COPENHAGEN, Denmark ― Probiotics may be effective in reducing core depressive symptoms in treatment-naive patients with a mild to moderate form of the disorder, results of a new pilot study suggest.
Investigators led by Caroline Wallace, PhD candidate, Queen’s University, Kingston, Ontario, Canada, found that symptoms of mood, anhedonia, and sleep disturbance were significantly reduced with probiotic therapy after just 4 weeks, with results maintained at 8 weeks.
The findings are of particular interest because probiotics are not associated with any of the adverse effects of current antidepressant therapies and can be safely taken over long periods.
These results, the investigators note, “suggest that probiotics may be effective in alleviating depressive symptoms such as mood, anhedonia, and sleep quality.”

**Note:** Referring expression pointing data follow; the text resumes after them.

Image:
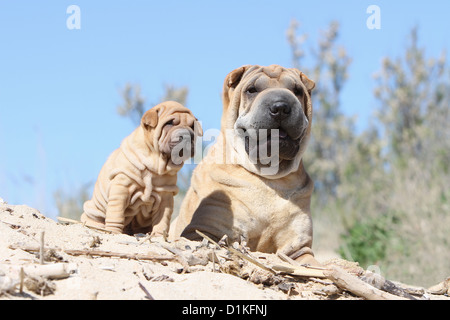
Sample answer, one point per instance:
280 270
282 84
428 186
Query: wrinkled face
173 129
272 114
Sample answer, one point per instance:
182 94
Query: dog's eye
298 91
251 89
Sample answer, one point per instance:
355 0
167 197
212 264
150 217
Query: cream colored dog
135 188
242 190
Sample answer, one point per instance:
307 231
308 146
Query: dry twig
101 253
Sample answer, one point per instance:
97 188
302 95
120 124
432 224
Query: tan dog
242 191
135 188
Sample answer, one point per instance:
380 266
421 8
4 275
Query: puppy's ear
150 118
233 78
198 130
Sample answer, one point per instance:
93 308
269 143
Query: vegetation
382 195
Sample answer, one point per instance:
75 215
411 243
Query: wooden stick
101 253
147 294
85 225
299 271
236 252
356 286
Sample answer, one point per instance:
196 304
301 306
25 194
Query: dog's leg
117 204
161 218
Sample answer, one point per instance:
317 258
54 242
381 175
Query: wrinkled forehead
274 77
180 117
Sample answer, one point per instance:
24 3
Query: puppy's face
269 109
171 129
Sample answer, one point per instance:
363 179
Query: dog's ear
150 118
309 84
198 130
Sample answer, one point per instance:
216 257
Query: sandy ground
184 270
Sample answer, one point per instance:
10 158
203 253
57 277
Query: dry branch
299 271
236 252
67 220
356 286
100 253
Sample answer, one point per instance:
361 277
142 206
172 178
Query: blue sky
59 88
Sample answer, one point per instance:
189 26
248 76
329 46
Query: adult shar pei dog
242 190
136 185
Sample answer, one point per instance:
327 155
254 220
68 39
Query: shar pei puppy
136 185
252 184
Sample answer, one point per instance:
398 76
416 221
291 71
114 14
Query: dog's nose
280 110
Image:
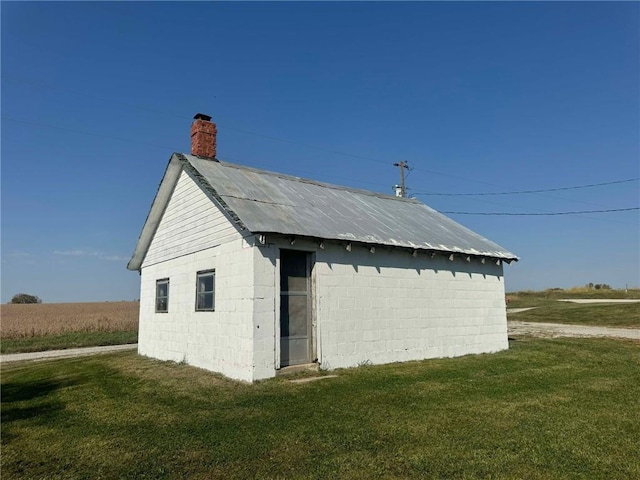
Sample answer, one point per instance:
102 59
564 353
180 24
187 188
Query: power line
529 191
544 214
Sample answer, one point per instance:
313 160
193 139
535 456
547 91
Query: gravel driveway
553 330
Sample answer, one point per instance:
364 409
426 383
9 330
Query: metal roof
267 202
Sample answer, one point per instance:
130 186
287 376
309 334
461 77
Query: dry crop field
35 320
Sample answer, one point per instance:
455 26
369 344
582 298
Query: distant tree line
25 298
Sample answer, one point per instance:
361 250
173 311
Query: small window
162 295
205 291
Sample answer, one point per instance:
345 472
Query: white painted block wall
389 307
221 341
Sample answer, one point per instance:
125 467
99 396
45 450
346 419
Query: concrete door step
305 367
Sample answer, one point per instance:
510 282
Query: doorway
296 333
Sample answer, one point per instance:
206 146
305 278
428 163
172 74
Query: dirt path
553 330
71 352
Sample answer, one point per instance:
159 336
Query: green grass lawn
605 314
545 409
67 340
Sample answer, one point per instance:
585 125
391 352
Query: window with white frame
205 291
162 295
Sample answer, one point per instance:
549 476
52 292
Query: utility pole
402 165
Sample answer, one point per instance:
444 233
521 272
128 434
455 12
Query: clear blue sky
477 97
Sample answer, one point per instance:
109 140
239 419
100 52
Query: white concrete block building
244 272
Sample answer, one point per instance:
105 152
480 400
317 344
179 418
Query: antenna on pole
400 189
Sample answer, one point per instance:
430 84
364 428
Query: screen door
295 308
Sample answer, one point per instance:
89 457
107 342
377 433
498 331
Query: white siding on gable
190 223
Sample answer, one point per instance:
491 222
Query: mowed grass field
37 327
549 309
544 409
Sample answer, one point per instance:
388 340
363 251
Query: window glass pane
207 283
161 304
162 296
205 291
293 315
162 289
293 271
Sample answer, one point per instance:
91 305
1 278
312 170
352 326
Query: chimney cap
202 116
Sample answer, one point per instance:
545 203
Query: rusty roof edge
204 183
309 181
503 255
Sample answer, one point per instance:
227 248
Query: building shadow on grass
30 401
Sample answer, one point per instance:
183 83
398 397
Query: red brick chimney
203 136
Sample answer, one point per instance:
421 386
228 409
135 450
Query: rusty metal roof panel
267 202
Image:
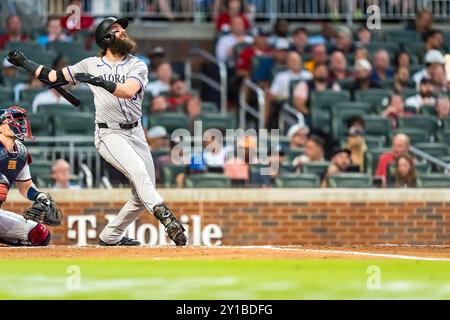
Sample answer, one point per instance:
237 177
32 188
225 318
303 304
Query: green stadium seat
169 120
350 180
435 149
78 124
207 180
170 172
434 180
425 122
297 181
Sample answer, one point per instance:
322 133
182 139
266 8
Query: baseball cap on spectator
157 132
362 64
297 127
434 56
354 132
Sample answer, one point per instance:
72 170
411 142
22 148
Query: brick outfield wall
290 222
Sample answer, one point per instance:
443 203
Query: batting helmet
103 36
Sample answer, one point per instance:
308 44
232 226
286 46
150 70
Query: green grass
222 279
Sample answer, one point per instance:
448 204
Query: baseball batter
118 80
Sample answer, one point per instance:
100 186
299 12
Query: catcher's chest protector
11 164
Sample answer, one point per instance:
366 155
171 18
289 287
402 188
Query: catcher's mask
17 120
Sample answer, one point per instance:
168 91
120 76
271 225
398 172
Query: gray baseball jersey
108 108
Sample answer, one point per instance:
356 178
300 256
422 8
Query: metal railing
221 87
244 108
427 157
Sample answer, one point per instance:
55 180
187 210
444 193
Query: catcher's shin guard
39 236
174 229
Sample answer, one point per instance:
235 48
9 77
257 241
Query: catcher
15 229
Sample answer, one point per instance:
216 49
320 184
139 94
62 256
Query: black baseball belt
124 126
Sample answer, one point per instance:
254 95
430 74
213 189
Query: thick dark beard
122 46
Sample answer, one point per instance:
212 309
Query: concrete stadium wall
266 216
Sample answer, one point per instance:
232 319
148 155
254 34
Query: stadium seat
435 149
297 181
425 122
78 124
434 180
168 120
207 180
169 173
350 180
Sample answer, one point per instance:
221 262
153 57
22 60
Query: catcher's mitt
44 210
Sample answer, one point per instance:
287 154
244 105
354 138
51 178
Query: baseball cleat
128 242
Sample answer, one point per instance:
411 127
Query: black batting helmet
103 37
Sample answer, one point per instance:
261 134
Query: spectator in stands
234 8
298 135
61 175
357 146
162 83
425 97
157 138
402 59
401 80
434 40
433 59
364 36
338 67
363 80
300 41
314 151
381 66
400 146
340 161
344 40
55 32
260 47
442 111
318 55
394 108
405 172
226 43
302 91
13 31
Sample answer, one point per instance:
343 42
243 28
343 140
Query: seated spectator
162 83
340 161
402 59
433 59
55 32
357 146
405 172
234 9
400 146
363 80
302 91
381 66
157 138
318 55
442 110
401 80
13 31
61 175
298 135
394 108
300 41
314 151
425 97
226 43
338 67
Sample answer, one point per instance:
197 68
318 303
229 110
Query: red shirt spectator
13 31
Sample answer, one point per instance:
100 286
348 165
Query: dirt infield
226 252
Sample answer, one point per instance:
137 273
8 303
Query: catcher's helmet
17 119
103 37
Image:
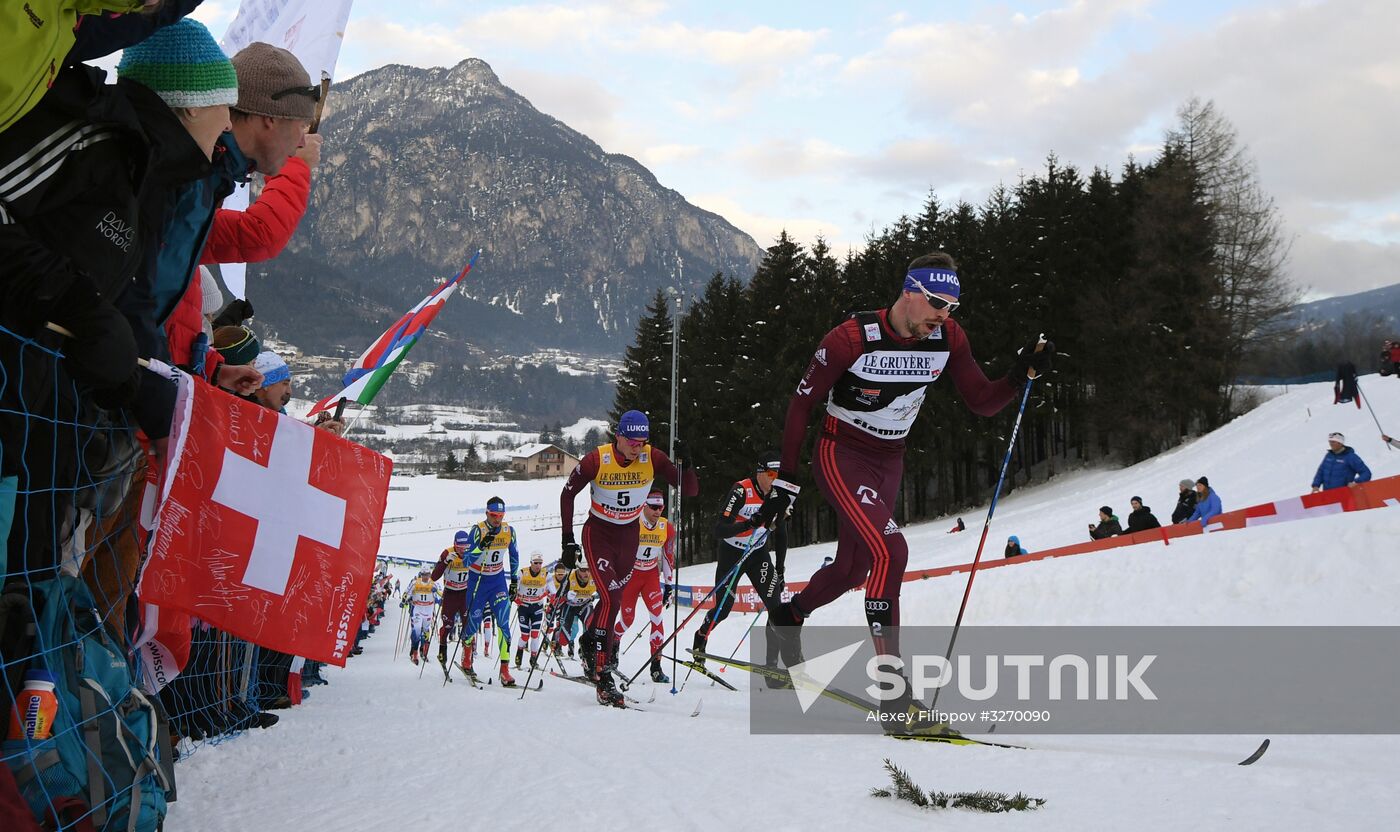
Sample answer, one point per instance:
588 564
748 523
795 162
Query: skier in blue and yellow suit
487 545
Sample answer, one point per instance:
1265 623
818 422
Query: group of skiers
480 580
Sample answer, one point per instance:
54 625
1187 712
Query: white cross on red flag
268 528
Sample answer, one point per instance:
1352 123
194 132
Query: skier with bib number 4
619 476
655 544
422 597
872 373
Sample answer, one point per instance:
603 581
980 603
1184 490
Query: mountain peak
423 165
475 70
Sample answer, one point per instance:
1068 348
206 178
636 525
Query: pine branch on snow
982 801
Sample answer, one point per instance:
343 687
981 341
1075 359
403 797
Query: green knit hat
182 65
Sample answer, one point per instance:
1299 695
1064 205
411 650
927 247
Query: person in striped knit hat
192 76
86 171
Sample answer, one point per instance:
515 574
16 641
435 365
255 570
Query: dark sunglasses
312 93
940 303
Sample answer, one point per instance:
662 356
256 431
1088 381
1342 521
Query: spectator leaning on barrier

Nevertheless, they acknowledge that the open-label nature of the study means that “these findings are susceptible to bias; thus, further blinded studies are warranted.” To address these limitations plans for a larger randomized controlled trial are underway.
Results from preclinical and clinical studies suggest that probiotics improve symptoms of depression. The hypothesis is that the effects are mediated via the gut-brain axis by reducing inflammation and increasing serotonin levels.

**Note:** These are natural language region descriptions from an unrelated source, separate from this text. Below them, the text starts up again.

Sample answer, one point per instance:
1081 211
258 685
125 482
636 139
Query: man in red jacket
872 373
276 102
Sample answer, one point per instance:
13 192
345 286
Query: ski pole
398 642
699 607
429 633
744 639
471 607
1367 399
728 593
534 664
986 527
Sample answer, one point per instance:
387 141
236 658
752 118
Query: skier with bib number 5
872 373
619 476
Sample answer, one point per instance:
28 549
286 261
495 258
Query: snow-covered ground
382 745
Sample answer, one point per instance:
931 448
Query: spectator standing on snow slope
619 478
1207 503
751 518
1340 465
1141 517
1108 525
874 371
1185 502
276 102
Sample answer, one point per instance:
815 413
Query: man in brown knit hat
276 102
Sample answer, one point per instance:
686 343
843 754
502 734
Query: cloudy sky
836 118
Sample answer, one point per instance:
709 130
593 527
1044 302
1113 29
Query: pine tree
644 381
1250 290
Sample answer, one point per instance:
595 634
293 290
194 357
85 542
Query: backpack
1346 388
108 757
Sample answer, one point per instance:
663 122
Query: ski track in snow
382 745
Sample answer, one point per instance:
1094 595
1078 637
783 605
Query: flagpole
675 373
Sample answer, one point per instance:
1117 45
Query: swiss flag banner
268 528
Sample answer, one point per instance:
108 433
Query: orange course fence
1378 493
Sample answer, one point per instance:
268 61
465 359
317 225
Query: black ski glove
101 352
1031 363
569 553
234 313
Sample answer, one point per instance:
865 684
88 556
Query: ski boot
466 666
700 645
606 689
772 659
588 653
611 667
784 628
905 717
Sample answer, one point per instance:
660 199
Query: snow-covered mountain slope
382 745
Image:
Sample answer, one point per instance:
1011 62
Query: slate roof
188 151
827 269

To assess the efficacy of probiotics in treatment-naive patients with depression, the researchers carried out a pilot study using Probio’Stick, a probiotic supplement that combines two different strains known to act on the gut-brain axis ― Lactobacillus helveticus R0052and Bifidobacterium longum R0175.
The 8-week, single-arm, open-label intervention pilot study involved 10 treatment-naive patients with major depressive disorder who were experiencing a current episode of depression.

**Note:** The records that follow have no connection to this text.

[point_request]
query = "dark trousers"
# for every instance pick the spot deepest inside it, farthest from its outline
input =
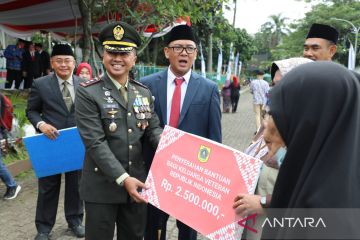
(100, 221)
(234, 102)
(156, 226)
(48, 199)
(11, 76)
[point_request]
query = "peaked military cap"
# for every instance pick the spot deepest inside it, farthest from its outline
(323, 31)
(119, 37)
(181, 32)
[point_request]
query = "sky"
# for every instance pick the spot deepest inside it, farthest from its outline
(251, 14)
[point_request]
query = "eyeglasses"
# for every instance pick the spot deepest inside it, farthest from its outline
(180, 49)
(61, 61)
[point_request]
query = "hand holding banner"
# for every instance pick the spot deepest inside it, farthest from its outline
(196, 180)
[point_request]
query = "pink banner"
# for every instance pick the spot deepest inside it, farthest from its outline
(196, 180)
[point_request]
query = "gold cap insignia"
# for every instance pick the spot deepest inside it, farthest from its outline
(118, 32)
(204, 153)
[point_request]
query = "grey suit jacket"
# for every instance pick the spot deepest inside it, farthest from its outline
(45, 103)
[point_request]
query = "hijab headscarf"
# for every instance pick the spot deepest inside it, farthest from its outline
(316, 108)
(84, 65)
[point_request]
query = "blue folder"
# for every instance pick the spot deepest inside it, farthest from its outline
(64, 154)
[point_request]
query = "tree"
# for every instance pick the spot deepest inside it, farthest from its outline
(292, 45)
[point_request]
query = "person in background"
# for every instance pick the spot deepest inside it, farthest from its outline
(12, 188)
(320, 43)
(44, 59)
(84, 71)
(318, 170)
(246, 204)
(235, 93)
(14, 57)
(184, 100)
(113, 131)
(259, 89)
(31, 65)
(50, 108)
(226, 96)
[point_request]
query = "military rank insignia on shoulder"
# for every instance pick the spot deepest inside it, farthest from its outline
(138, 83)
(90, 82)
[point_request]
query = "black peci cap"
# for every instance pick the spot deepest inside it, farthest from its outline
(62, 48)
(323, 31)
(259, 72)
(180, 32)
(119, 37)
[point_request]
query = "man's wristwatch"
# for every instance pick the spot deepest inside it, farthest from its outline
(263, 201)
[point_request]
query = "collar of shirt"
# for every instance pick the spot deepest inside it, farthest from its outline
(117, 84)
(171, 77)
(69, 80)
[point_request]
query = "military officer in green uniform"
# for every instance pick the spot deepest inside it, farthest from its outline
(114, 114)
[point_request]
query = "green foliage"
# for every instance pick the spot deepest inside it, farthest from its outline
(19, 101)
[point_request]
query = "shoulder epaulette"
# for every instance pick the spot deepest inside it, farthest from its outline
(90, 82)
(138, 83)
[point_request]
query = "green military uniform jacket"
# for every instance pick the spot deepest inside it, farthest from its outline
(111, 153)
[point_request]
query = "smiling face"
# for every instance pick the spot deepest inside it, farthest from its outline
(118, 65)
(180, 63)
(319, 49)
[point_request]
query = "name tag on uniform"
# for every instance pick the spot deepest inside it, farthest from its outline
(110, 105)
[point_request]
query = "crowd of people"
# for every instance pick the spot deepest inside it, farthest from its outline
(312, 103)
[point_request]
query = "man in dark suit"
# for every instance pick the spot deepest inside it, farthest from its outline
(114, 115)
(50, 108)
(187, 101)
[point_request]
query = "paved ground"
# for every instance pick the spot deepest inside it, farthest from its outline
(17, 216)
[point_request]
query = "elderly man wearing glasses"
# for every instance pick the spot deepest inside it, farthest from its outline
(50, 108)
(184, 100)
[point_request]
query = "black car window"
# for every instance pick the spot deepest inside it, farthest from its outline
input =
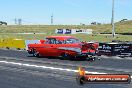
(71, 41)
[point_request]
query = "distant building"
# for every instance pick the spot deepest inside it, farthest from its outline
(73, 31)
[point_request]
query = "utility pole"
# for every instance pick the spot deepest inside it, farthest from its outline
(113, 25)
(52, 19)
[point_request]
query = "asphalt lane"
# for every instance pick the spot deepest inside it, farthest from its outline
(14, 76)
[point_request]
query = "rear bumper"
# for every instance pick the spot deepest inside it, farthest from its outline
(30, 51)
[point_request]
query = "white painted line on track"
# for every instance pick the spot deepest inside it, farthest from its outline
(45, 67)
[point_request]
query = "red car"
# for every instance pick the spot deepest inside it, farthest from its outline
(62, 46)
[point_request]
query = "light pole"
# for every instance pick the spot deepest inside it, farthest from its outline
(113, 25)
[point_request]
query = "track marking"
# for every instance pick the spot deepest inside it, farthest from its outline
(45, 67)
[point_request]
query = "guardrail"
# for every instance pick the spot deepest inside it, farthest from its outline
(12, 43)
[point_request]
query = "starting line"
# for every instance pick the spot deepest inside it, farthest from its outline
(46, 67)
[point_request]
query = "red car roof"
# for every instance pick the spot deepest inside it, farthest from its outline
(60, 37)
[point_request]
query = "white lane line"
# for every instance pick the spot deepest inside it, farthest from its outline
(45, 67)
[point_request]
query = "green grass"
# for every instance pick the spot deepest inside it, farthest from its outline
(124, 27)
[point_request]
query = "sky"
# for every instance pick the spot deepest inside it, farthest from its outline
(66, 12)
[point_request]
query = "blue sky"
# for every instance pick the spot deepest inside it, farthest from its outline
(65, 11)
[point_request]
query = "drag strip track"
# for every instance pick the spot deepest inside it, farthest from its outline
(19, 71)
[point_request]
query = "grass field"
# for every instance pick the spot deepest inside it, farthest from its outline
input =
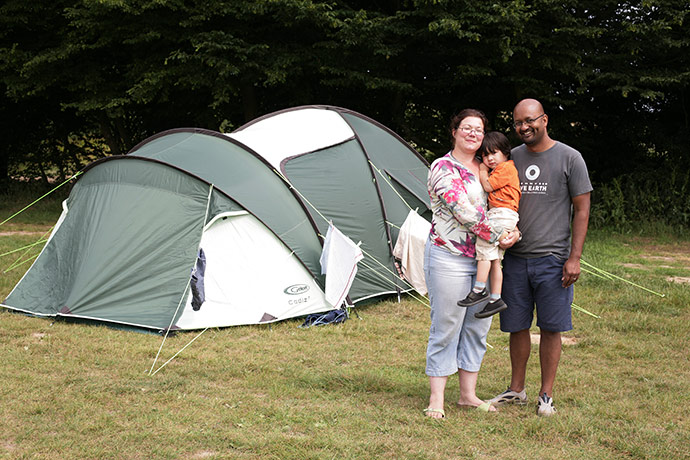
(356, 390)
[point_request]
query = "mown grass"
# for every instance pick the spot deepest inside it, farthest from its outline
(356, 390)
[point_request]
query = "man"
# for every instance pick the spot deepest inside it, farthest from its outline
(541, 267)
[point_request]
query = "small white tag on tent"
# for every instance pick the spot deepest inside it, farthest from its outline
(410, 249)
(339, 263)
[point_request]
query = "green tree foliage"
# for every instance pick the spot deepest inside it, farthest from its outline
(613, 75)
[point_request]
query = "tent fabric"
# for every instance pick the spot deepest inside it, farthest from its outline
(256, 201)
(339, 262)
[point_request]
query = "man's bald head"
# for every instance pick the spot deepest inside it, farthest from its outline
(530, 105)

After an initial screening period, the participants were assessed for a range of clinical symptoms of depression, including mood, anhedonia, anxiety, and subjective sleep disturbance, at baseline and at weeks 2, 4, and 8 using the Canadian Biomarker Integration Network in Depression protocol.
Molecular markers of inflammation were assessed and tryptophan and serotonin levels were determined. The patients underwent polysomnographic assessment to measure objective sleep.